Mais qu’y faisait-elle au juste ? Elle imitait la souris : discrète, à l’affût, silencieuse. Armée de son cahier et de sa patience, elle répertorie les scènes et les plans séquences. Elle essaie tant bien que mal de s’esquiver parce qu’elle est dans la shot mais en gros elle vit le moment. Ça tombe bien puisque c’est sa première BD et le premier long métrage de son amie. Il faut capturer l’essence de cet interstice d’un mois et traduire l’expérience d’une vision artistique en un tout cohérent. Ça implique beaucoup de doute et de remise en question de la part du duo. Caroline est donc témoin du quotidien d’une équipe de parfaits inconnus qui dans un élan de coopération vont porter à bout de bras ce projet jusqu’à ce que le dernier « COUPEZ ! » s’envole en volutes dans l’air glacial.

Le film de Sarah, Nouvelle adresse, 2022

On dira ce qu’on voudra, mais Schefferville c’est pas mal kickass. L’environnement, l’immensité, le vide… Parfois il se manifeste dans les trous béants et la machinerie abandonnée au fond de ceux-ci. À l’occasion, c’est au fond des yeux de ceux qui contemplent leur avenir s’il y reste indéfiniment. Le choc des cultures peut être brutal ou bénéfique, c’est selon votre état d’esprit. On y (re) découvre les frontières physiques et métaphoriques. That’s a wrap, comme on dit.

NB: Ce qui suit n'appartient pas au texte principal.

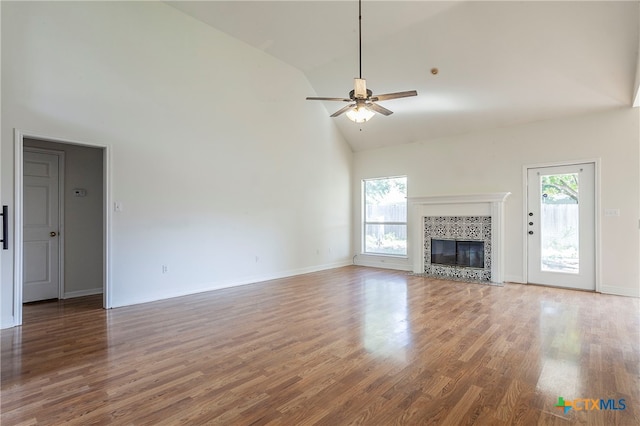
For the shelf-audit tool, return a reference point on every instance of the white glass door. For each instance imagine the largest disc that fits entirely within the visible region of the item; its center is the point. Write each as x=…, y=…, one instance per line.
x=561, y=226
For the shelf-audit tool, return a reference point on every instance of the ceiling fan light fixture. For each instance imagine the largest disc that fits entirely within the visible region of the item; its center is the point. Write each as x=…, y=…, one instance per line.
x=360, y=114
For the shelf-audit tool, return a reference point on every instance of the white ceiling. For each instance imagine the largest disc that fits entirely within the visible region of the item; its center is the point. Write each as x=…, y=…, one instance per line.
x=501, y=63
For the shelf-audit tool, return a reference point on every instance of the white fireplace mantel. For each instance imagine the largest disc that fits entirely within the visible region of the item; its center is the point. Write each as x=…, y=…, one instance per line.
x=488, y=204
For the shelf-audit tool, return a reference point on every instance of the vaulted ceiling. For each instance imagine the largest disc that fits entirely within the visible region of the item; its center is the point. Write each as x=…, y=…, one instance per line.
x=500, y=63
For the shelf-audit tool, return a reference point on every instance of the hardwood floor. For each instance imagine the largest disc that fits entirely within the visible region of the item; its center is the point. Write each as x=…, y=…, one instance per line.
x=351, y=345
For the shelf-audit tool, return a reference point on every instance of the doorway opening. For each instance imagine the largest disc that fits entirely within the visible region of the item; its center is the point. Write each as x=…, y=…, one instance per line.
x=62, y=221
x=561, y=225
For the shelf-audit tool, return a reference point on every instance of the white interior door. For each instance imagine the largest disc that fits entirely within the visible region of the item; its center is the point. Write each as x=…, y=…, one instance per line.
x=40, y=226
x=561, y=226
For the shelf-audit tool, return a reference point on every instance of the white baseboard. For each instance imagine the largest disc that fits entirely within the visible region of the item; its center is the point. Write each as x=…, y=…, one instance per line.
x=620, y=291
x=80, y=293
x=385, y=262
x=235, y=283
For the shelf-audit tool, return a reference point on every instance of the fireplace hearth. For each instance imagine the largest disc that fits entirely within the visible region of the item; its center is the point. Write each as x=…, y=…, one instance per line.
x=462, y=253
x=470, y=218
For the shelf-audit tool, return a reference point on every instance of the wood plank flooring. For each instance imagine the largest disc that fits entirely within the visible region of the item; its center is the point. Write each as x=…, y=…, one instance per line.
x=350, y=345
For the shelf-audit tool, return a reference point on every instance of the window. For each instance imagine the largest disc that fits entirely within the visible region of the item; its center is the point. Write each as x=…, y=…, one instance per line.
x=385, y=216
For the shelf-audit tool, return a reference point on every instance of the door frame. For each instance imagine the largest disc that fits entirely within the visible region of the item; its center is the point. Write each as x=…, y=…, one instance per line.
x=61, y=233
x=525, y=179
x=19, y=136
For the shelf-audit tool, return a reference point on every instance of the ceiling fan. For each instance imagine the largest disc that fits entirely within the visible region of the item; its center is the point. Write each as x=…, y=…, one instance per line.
x=363, y=104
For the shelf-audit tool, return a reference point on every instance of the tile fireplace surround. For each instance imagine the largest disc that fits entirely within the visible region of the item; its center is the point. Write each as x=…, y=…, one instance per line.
x=455, y=217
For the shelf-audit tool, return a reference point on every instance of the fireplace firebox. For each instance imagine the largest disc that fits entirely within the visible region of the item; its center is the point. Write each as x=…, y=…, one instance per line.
x=460, y=253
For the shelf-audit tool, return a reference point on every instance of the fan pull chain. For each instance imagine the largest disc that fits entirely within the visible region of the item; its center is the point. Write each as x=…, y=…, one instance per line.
x=360, y=35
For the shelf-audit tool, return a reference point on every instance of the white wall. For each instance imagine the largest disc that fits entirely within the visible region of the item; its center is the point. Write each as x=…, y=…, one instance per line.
x=83, y=217
x=225, y=174
x=492, y=161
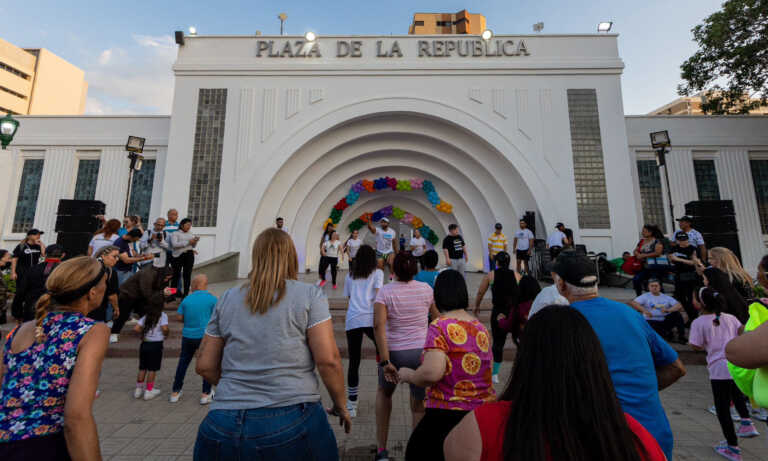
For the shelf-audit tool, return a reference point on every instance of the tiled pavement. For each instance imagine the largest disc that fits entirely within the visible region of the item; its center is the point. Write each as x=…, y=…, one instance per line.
x=158, y=430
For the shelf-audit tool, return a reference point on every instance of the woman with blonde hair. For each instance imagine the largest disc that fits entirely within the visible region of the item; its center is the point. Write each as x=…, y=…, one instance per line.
x=261, y=347
x=51, y=368
x=725, y=260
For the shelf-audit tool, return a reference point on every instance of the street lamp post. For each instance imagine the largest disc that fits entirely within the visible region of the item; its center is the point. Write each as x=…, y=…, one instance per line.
x=660, y=142
x=135, y=147
x=8, y=127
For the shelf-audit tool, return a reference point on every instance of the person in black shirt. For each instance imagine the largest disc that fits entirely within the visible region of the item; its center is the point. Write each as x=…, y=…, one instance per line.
x=684, y=259
x=108, y=256
x=27, y=254
x=32, y=285
x=455, y=249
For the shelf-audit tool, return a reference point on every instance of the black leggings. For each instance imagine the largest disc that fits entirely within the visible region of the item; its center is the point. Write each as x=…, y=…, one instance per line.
x=325, y=261
x=183, y=266
x=426, y=442
x=499, y=335
x=355, y=349
x=725, y=392
x=126, y=307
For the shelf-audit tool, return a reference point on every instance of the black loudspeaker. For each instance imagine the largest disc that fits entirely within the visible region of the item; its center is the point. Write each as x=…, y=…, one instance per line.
x=728, y=240
x=74, y=243
x=81, y=207
x=68, y=223
x=711, y=208
x=530, y=220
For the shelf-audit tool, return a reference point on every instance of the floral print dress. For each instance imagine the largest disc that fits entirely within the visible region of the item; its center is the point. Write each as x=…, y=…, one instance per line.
x=36, y=380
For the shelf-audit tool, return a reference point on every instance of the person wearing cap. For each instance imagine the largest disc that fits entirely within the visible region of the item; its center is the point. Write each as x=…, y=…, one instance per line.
x=641, y=363
x=497, y=243
x=523, y=244
x=386, y=244
x=556, y=241
x=27, y=254
x=683, y=257
x=694, y=237
x=30, y=287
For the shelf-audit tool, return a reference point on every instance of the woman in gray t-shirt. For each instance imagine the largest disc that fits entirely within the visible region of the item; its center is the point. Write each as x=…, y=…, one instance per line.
x=260, y=349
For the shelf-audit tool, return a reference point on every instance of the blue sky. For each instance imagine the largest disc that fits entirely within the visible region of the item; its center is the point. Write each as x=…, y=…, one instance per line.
x=126, y=48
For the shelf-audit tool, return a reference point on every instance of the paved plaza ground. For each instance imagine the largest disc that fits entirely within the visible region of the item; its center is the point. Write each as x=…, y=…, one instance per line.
x=158, y=430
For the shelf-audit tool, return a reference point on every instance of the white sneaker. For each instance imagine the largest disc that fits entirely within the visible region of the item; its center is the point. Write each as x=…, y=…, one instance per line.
x=352, y=408
x=207, y=399
x=149, y=395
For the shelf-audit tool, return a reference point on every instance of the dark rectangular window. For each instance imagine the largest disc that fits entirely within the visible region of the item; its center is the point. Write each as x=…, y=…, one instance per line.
x=207, y=157
x=141, y=191
x=651, y=197
x=760, y=181
x=588, y=167
x=706, y=179
x=29, y=188
x=87, y=177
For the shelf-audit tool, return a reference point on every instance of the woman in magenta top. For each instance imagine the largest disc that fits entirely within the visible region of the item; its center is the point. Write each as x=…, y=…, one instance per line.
x=559, y=404
x=456, y=368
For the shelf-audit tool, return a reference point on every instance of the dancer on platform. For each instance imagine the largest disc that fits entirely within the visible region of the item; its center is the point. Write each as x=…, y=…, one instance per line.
x=386, y=244
x=361, y=287
x=503, y=284
x=330, y=252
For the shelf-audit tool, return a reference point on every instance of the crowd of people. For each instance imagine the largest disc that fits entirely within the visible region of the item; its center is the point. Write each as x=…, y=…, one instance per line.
x=262, y=345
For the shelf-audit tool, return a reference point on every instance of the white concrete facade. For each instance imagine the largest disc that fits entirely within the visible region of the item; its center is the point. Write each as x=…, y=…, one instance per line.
x=491, y=132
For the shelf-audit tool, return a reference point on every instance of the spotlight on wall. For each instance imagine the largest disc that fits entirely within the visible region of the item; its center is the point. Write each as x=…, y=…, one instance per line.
x=604, y=26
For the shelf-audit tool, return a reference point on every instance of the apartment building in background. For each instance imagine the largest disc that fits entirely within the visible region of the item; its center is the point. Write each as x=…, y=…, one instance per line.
x=462, y=22
x=38, y=82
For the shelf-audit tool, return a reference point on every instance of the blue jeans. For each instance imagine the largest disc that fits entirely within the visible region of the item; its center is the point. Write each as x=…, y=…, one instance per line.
x=296, y=432
x=188, y=348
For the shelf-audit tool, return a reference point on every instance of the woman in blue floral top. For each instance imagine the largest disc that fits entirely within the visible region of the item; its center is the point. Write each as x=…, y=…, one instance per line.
x=51, y=370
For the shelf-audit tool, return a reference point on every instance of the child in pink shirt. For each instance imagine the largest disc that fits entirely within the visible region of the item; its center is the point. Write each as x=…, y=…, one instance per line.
x=711, y=331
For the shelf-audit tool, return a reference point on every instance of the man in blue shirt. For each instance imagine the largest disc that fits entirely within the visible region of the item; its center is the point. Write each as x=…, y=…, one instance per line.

Le film de Sarah, Nouvelle adresse, 2022

Plein de candeur et d’humour, entre le reportage et la fiction, cette incursion initiale dans l’univers de la bande dessinée sied particulièrement bien à l’autrice qui a le don d’exploiter les bons filons. On se met à vivre par procuration à travers ces planches magnifiquement illustrées à l’aquarelle et l’envie de partir sur un nowhere se fait sentir. Une très belle escapade hors des sentiers battus où s’amalgame plaisir et érudition grâce à l’accès privilégié de l’envers du décor et des personnages qui le compose.